This story structure is dubious at best and too cute by half, and while straight women and gay men might disagree, I find Reynolds' Will too cute by half as well. (His idea of low-key charm is my idea of smirky self-regard.) Given these issues, it's miraculous the film works at all. But it does; it gets better and richer as it goes. Brooks doesn't follow most of the predictable templates, and he's both wry and clear-eyed about the early Clinton years. We get to know Will as a young, idealistic x Democrat (there goes half the audience right there) who leaves his college sweetheart (Elizabeth Banks) back in Madison so he can join the Arkansas governor's campaign in New York City. Brooks remembers what it's like to be young, fervent and on the loose.

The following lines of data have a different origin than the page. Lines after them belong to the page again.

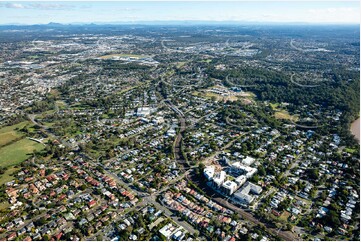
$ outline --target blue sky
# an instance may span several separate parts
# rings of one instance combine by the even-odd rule
[[[0,24],[123,21],[359,23],[359,1],[2,1]]]

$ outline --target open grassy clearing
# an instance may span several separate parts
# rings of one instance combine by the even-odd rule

As Will and his fellow campaign workers discuss the president-to-be ("He gets women," says one, pre-Monica Lewinsky), the atmosphere is heady, a little delusional -- very much in period.
Will's lovers include Isla Fisher, who plays an office worker who doesn't give a rip about politics. Rachel Weisz plays an opportunistic, charismatic journalist living with her former thesis adviser (a gruff and lovely turn by Kevin Kline), but not for long. When these characters arrive on the scene, the film comes to life.
Like so many makers of romantic comedy before him, Brooks plants one foot in Hollywood (the stuff with the kid) and the other on planet Earth (the scenes with Weisz and Kline, among others, which are unusually well-acted).
Ryan's contribution is one of affable skill in search of more distinctive qualities. Yet you stick with the film; there's just enough truth and wit amid the contrivances to reward your attention. We learn something from every relationship, the film says.
And sometimes we're asked to reassess the lessons.